Sweden's percentage of foreign-born residents has risen steadily, from 4 percent in 1960 to 14.3 percent today. Currently, that means 1.3 million Swedish residents were born outside the country.
Return to Sweden's welfare state?
But while the SD is appealing to anti-immigration sentiment, it’s also winning support from Swedes who are concerned about the outsourcing of jobs, particularly in manufacturing, and the erosion of the social safety nets that were once taken for granted.
The SD has “managed to fish in very murky waters on both the left and the right. The party does not have just a racist political agenda ... it is also a matter of welfare,” says Mr. Norocel.
Over the past four years, the SD and other government critics have lashed out against the current center-right governing coalition for dismantling Sweden’s “welfare state” amid waves of tax cuts and efforts to privatize the public sector. Pension benefits, unemployment benefits, and a host of social programs have all taken a hit.
Agneta Börjesson, general secretary of the progressive Swedish Green Party, observed that "the major parties have not been able in addressing the negative impacts of globalization," seeing this as the dominant reason behind SD's rise. She spoke of "Big Companies" moving offshore, "schools where you have a lot of different cultures," as issues that remained unaddressed.
Political scientists Sundström and Norocel separately shared similar globalization concerns, seeing the far right's rise as rooted in globalization's negative effects. Börjesson further drew a line between SD's leadership and its voters, alluding to the latter group as people who – personally or professionally – were swayed after experiencing "something bad happen to them."
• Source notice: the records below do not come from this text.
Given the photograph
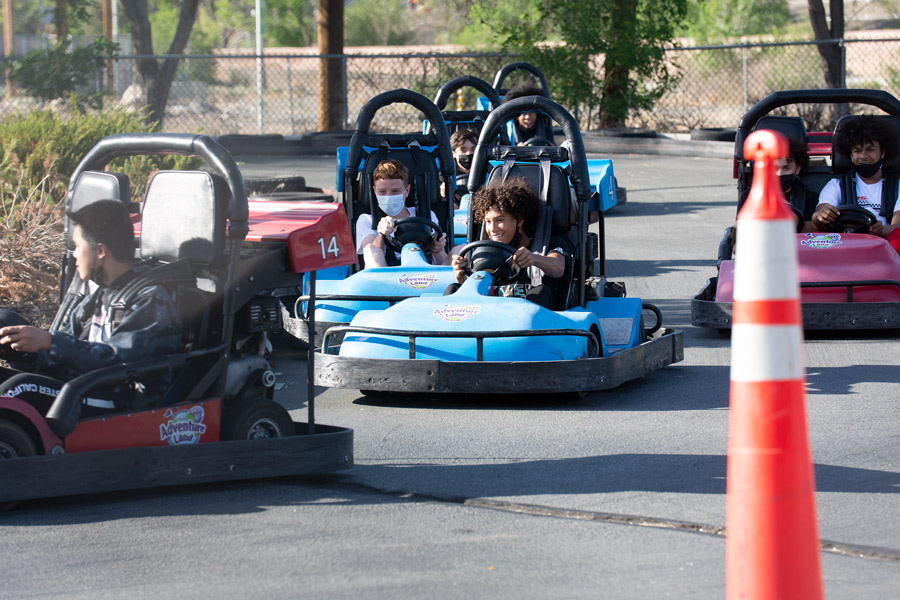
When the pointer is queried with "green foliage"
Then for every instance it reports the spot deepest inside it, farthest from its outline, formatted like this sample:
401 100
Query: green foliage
43 146
563 38
716 21
58 72
291 23
378 23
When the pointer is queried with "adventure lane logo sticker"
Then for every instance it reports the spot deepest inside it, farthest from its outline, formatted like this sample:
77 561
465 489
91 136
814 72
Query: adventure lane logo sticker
184 426
454 314
418 282
820 240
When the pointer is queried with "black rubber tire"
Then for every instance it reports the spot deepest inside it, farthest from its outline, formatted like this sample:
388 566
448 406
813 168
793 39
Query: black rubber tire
14 443
714 134
253 418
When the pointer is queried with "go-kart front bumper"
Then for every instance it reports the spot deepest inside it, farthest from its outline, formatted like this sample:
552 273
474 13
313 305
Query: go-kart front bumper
817 316
492 377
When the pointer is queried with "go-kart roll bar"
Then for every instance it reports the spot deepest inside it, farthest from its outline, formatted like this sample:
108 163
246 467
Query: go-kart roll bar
505 70
221 162
426 106
877 98
579 176
479 336
202 146
471 81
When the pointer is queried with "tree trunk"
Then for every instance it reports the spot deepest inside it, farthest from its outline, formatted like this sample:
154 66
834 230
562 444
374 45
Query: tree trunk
331 41
613 109
154 79
830 53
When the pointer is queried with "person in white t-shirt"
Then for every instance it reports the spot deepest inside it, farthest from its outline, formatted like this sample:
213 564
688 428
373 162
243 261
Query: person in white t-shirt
867 144
391 188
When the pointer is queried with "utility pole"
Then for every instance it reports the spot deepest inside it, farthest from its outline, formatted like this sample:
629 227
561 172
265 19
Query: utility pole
331 42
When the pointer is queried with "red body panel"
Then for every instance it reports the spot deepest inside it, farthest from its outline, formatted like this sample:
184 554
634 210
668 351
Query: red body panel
183 424
835 257
317 233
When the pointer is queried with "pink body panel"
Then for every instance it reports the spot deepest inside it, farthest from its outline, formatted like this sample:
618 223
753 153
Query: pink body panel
835 257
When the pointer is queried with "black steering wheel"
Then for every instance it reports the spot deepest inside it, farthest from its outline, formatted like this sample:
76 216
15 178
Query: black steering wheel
412 230
494 258
853 219
539 141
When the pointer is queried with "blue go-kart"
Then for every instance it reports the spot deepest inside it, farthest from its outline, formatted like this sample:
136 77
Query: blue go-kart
475 342
428 157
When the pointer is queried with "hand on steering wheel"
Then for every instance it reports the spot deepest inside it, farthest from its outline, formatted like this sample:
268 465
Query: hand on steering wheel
395 241
495 258
852 219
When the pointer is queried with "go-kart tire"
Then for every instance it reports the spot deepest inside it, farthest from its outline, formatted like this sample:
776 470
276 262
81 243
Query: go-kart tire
14 443
253 418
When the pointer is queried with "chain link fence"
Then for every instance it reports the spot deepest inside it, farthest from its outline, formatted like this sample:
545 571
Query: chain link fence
240 93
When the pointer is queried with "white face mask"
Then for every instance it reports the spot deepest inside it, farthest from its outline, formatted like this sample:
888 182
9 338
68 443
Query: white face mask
391 205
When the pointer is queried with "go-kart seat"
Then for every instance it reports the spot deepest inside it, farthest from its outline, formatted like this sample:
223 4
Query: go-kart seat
842 165
183 236
557 214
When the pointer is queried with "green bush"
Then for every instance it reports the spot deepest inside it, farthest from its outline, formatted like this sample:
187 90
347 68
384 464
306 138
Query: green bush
45 146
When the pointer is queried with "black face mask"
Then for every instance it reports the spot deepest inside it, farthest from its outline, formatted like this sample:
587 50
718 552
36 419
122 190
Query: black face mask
787 181
868 170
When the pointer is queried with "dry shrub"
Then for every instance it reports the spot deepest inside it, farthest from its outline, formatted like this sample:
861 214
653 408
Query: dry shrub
31 245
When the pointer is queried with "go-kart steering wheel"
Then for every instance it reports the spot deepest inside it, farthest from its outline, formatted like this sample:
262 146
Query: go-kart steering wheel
853 219
412 235
493 257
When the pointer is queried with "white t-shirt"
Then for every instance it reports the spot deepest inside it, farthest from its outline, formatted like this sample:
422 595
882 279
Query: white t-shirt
364 227
868 196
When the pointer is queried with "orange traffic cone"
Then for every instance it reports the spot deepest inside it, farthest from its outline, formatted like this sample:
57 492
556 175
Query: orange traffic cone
772 540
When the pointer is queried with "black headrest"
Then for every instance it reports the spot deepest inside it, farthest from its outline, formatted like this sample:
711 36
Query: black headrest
97 185
841 162
184 217
792 128
559 197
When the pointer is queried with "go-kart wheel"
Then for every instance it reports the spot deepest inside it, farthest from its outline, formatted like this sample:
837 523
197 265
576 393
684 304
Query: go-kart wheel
494 258
852 219
252 418
14 443
401 238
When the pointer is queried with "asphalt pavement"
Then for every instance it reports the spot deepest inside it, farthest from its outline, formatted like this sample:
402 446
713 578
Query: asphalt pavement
617 495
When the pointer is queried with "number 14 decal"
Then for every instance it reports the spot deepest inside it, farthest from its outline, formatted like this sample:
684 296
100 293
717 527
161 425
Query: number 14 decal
331 249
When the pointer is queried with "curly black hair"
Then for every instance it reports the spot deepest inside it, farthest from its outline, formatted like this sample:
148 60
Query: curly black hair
513 196
861 129
107 222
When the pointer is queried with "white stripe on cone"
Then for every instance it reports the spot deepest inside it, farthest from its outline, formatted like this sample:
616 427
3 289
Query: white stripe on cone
767 254
781 360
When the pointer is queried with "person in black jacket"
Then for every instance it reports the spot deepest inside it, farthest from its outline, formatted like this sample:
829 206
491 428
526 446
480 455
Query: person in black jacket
102 330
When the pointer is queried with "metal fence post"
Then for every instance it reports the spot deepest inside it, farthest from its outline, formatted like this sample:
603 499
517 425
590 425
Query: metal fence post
344 111
746 79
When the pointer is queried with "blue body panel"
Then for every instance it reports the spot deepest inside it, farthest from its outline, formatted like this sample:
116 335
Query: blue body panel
470 309
413 277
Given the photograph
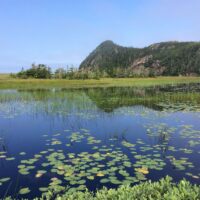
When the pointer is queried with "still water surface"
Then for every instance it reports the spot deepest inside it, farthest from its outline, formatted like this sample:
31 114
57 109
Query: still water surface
97 137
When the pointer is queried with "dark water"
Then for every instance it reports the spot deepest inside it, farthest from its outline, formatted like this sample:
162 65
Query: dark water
125 135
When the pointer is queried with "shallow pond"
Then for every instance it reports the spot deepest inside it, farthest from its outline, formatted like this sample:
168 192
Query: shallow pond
53 139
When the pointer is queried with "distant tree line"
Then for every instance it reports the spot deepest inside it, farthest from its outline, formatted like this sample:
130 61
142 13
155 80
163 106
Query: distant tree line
42 71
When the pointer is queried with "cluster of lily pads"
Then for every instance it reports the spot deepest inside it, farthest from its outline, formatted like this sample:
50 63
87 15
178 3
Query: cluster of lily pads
106 164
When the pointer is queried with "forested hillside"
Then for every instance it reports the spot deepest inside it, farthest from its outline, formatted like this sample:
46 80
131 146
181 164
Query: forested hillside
166 58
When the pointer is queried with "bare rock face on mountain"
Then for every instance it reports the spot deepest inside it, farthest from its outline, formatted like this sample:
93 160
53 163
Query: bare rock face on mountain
166 58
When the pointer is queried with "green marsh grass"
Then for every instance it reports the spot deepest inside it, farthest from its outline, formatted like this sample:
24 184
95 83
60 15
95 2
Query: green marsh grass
11 83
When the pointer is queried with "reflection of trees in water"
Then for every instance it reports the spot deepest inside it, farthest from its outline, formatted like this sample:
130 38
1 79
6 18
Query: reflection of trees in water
64 102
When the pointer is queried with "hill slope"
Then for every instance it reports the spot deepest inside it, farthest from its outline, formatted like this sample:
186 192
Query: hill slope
166 58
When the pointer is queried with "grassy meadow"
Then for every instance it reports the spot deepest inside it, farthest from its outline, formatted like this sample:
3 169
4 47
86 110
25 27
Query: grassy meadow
6 82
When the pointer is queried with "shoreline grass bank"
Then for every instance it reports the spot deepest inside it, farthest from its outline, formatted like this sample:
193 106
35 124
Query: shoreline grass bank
164 189
11 83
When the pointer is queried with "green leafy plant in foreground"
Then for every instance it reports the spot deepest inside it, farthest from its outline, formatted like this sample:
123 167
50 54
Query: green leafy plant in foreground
164 189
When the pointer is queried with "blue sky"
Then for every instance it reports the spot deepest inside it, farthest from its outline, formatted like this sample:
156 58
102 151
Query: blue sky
62 32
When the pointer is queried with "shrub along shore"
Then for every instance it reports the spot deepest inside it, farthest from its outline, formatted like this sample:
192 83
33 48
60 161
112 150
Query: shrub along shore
14 83
164 189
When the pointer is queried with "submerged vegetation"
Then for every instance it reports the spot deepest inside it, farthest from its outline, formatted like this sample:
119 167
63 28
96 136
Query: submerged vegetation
13 83
87 153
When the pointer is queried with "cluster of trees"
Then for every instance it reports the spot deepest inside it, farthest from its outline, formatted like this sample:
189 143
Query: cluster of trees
178 58
41 71
36 71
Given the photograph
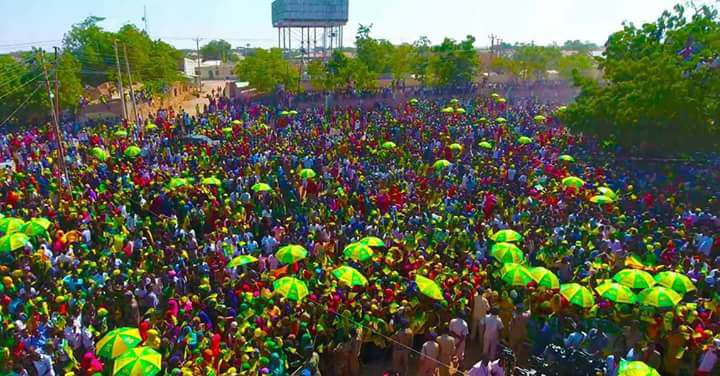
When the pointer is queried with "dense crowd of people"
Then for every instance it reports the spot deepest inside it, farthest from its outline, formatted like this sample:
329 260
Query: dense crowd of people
142 232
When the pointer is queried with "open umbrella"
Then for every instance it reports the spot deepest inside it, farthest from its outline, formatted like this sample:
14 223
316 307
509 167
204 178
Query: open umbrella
545 277
676 281
428 287
507 236
240 261
291 253
659 296
358 251
291 288
577 294
634 278
117 341
616 292
350 276
515 275
140 361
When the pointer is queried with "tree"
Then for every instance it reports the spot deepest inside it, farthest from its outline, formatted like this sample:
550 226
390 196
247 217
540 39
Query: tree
218 49
662 85
265 70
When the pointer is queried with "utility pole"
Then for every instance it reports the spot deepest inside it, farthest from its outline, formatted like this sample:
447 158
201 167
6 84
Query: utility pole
122 92
132 91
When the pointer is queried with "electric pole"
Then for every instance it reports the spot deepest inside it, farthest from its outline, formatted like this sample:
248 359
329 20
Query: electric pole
122 92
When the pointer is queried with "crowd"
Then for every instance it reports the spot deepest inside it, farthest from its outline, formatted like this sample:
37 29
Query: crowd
164 249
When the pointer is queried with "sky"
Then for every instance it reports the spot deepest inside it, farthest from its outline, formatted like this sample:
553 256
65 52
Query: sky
43 22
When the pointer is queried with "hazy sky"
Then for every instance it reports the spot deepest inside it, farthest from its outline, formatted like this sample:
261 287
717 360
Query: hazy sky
248 21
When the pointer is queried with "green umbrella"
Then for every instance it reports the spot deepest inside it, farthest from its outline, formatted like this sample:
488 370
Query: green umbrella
676 281
11 242
261 187
428 287
515 275
140 361
358 251
577 294
634 279
291 253
350 276
616 292
507 236
291 288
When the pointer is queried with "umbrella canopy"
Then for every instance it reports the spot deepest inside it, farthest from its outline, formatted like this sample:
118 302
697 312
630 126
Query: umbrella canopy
676 281
507 236
372 241
545 277
140 361
358 251
573 181
428 287
660 297
11 242
577 294
515 275
634 278
241 260
261 187
291 288
616 292
350 276
291 253
118 341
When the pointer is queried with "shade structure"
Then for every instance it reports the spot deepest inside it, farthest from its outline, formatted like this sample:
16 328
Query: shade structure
515 275
372 241
291 288
676 281
616 292
358 251
140 361
577 294
350 276
241 260
545 277
117 342
428 287
291 253
634 278
507 236
659 297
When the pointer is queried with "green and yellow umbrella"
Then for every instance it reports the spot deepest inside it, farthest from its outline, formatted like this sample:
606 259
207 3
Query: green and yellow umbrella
140 361
507 236
659 296
636 368
634 278
676 281
350 276
240 261
11 242
545 277
358 251
117 342
9 225
577 294
291 288
428 287
616 292
261 187
507 253
291 253
515 275
573 181
372 241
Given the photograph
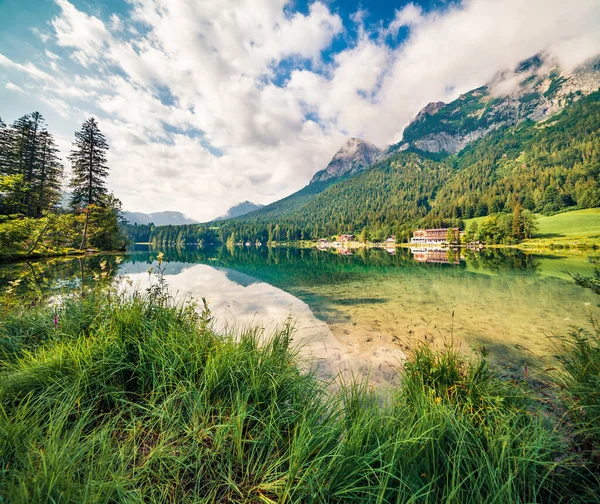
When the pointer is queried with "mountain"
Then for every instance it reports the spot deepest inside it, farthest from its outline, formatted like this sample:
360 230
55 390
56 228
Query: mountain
531 137
240 209
533 91
158 218
354 156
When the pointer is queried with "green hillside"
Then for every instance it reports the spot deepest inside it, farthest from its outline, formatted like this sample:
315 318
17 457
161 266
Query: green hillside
569 228
543 167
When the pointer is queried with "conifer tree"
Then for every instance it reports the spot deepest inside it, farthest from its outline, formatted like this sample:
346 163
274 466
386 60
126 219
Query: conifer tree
90 169
50 174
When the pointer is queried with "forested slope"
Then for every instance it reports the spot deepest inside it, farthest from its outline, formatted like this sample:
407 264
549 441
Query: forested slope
544 167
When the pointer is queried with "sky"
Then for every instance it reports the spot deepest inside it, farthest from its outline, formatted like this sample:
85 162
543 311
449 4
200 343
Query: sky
209 103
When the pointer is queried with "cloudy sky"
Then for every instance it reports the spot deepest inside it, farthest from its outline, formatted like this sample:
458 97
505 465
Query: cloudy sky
208 103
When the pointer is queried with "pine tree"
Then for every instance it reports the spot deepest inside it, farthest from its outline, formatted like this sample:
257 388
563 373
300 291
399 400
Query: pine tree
90 169
50 174
5 149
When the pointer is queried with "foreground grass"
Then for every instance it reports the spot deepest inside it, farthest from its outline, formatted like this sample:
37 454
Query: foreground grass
135 399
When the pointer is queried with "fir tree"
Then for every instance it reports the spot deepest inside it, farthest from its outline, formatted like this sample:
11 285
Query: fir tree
50 174
90 169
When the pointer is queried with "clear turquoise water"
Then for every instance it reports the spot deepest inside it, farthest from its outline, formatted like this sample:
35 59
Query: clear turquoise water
366 309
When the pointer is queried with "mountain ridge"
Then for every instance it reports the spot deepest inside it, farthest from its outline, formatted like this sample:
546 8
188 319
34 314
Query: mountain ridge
165 218
238 210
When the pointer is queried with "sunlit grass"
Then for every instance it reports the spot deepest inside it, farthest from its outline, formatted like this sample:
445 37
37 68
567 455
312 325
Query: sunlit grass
134 398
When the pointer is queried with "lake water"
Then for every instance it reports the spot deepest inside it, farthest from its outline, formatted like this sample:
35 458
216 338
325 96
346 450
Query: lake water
361 312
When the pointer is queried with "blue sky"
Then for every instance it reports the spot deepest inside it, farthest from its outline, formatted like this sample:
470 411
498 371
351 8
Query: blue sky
206 103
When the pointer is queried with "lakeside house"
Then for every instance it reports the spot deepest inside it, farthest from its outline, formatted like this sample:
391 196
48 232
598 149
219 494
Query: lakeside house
436 236
436 255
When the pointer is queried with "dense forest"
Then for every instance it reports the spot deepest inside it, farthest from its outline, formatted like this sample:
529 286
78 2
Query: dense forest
533 167
33 220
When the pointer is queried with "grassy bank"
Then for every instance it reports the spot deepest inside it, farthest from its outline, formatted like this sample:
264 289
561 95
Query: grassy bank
115 398
574 229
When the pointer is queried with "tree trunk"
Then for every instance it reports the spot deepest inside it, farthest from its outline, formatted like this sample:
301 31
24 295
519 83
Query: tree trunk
87 214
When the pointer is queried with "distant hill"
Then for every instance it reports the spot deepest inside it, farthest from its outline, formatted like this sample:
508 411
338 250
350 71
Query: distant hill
530 137
353 157
158 218
240 209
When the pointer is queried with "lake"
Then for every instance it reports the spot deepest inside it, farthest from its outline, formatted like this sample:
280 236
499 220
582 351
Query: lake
359 311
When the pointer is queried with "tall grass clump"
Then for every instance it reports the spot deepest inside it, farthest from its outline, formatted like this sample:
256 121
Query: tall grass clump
135 398
580 380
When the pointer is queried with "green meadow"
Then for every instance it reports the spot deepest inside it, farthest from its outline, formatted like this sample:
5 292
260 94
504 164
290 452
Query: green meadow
577 228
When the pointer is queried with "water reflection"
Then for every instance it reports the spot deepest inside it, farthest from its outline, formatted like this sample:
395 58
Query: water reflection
363 310
437 255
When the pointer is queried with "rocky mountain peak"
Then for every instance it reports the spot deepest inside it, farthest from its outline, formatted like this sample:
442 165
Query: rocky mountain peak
534 90
354 156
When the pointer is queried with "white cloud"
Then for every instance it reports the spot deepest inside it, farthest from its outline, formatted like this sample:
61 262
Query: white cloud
173 82
13 87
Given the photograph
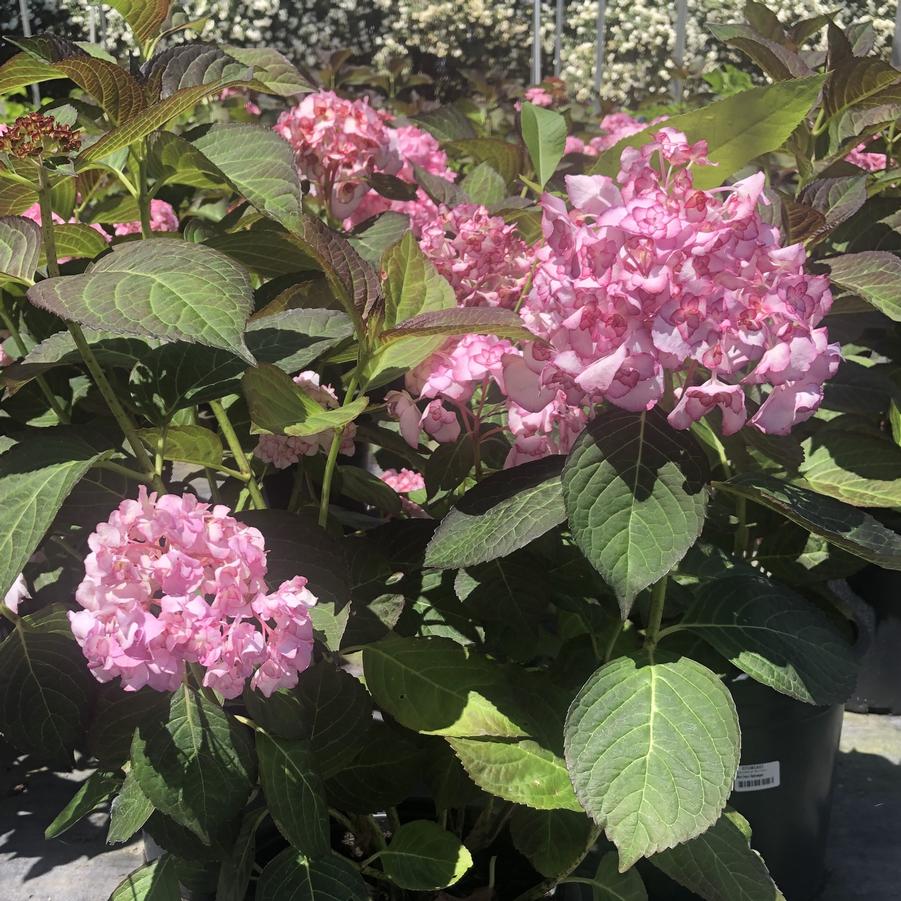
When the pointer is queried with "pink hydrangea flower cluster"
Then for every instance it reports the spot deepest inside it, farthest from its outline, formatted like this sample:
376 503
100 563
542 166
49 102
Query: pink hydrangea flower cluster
337 145
162 219
649 279
282 451
171 581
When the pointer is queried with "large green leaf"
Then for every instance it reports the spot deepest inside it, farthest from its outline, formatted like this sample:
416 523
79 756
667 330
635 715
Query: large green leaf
278 406
260 165
422 856
720 865
522 771
553 840
774 635
874 275
501 514
20 248
293 877
155 881
635 494
294 792
435 686
861 470
544 134
159 288
652 747
45 687
846 527
197 766
36 476
736 129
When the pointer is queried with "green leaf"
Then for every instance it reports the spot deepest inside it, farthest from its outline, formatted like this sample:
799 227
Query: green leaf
435 686
422 856
260 166
737 129
846 527
544 133
484 185
652 749
608 884
503 513
523 772
273 72
874 275
413 285
36 476
278 406
198 767
130 810
91 793
294 792
720 865
462 321
293 877
635 494
20 248
861 470
186 443
155 881
553 840
158 288
775 636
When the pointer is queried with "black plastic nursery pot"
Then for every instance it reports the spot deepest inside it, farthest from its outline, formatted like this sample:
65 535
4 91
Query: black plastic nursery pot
879 680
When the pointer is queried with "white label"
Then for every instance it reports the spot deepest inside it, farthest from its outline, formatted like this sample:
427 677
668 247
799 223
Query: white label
757 776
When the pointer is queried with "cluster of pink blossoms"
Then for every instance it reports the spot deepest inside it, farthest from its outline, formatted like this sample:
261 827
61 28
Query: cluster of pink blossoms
171 581
650 279
282 451
337 145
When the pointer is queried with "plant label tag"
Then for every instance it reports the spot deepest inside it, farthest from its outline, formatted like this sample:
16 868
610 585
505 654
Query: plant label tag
757 776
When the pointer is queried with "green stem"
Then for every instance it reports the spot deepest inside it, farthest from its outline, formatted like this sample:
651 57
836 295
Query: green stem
234 445
655 614
10 325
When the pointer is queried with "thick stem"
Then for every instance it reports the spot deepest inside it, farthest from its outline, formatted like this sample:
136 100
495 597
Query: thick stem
655 614
234 445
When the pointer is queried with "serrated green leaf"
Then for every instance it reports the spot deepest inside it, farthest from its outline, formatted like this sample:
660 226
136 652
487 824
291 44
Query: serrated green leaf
197 767
652 749
294 792
91 793
20 248
522 771
720 865
874 275
775 636
155 881
544 134
736 129
552 840
503 513
158 288
422 856
844 526
635 494
130 810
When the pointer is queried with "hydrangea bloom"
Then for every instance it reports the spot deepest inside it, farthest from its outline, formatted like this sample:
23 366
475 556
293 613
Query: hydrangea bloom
171 581
337 145
650 279
162 219
282 451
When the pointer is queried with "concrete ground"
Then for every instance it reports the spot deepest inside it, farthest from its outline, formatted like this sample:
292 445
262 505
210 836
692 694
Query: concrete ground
864 848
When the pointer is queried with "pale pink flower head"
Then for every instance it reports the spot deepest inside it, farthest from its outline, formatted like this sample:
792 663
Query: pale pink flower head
171 581
282 451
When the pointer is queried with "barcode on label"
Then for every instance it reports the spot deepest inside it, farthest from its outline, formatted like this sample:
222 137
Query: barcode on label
757 776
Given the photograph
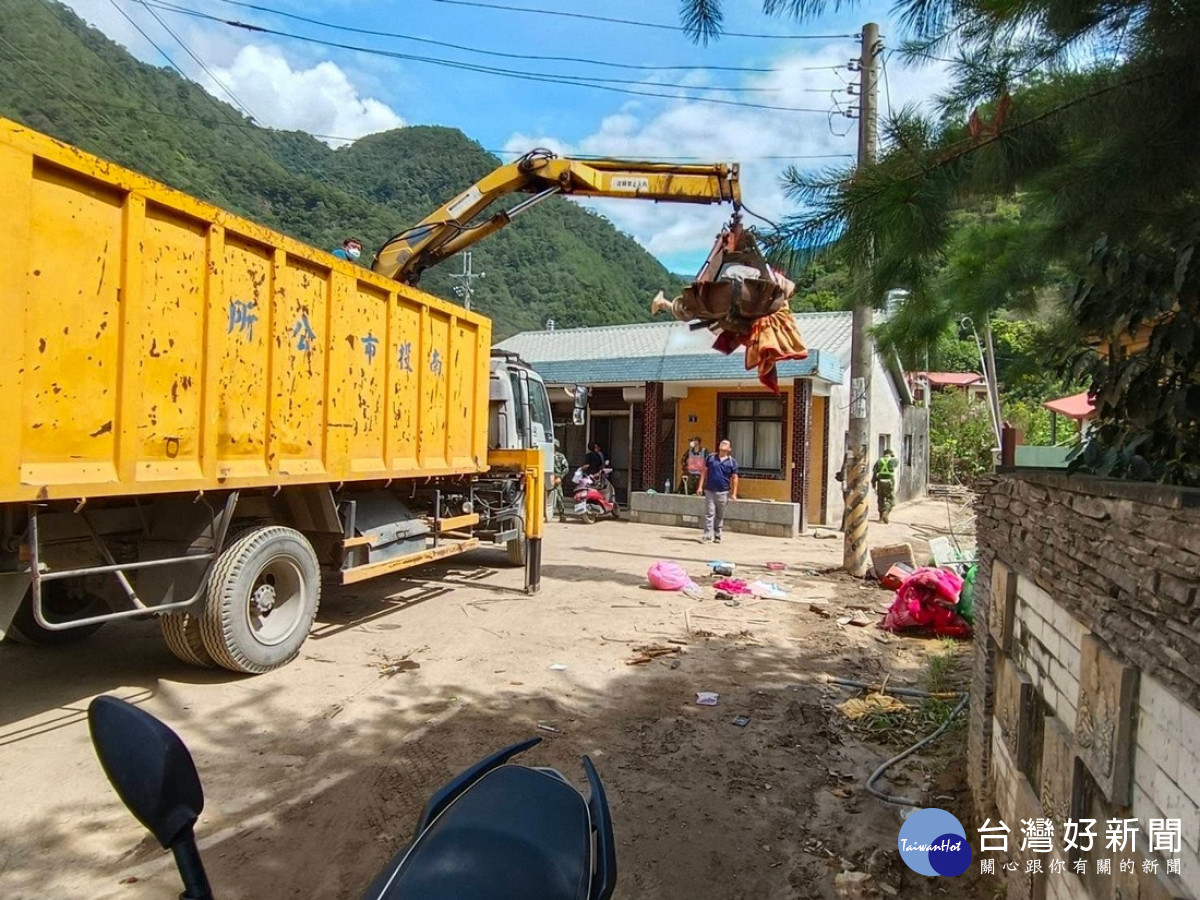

Mr. Åkesson and the SD have promised a return of the welfare state, or the “Folkhemmet” (People’s Home), that was originally championed by Sweden’s Social Democrats since the 1920s. But the SD wants to ensure this public welfare system includes only those it defines as “ Swedish.”
Norocel says that many SD supporters are drawn by the social welfare message and not the discourse that its critics call racist. Still, he says, the party’s nationalism, its stance on immigration and perspective upon cultural stereotypes, plus its embrace of social programs, parallels many aspects of “very early National Socialism (Nazism) in Europe."
The SD's newfound political clout
Mr. Sundström, the political scientist, observed that some Swedes have wanted to discuss immigration, but that the political establishment’s down playing immigration questions has allowed SD “to rise and own that issue.” But while it's still uncertain what impact the SD rise will have on Sweden’s overall political tilt, their electoral success does give them more power in the country’s court system.
In Swedish courts, particularly where criminal and asylum cases are handled, a traditional judge will decide a case in conjunction with two or three lay judges that are political appointees.
The SD “might use the courts as a political arena in a way that hasn’t been common in Sweden,” says associate law professor Eric Bylander of the University of Göteborg, Sweden. This may have a chilling effect among Sweden's foreign-born residents, especially among the country’s estimated 400,000 Muslims.
In October 2009, SD leader Åkesson wrote in Scandinavia's largest paper, Aftonbladet, that “Muslims are our biggest foreign threat.” The party has also released highly debated statistical reports implying that new immigrants (primarily from the Middle East) are responsible for increases in serious crimes. A local SD leader also made headlines recently by claiming that many of those from the Middle East have a "gene" that makes them more violent.
With regret obvious in her voice, the Green Party's Börjesson noted that, overall, Sweden has become “a country of more fear.” Citing the fading memories of WWII and the 1930s, political scientist Sundström emphasized that if the far right could rise in Sweden, “it can happen anywhere.”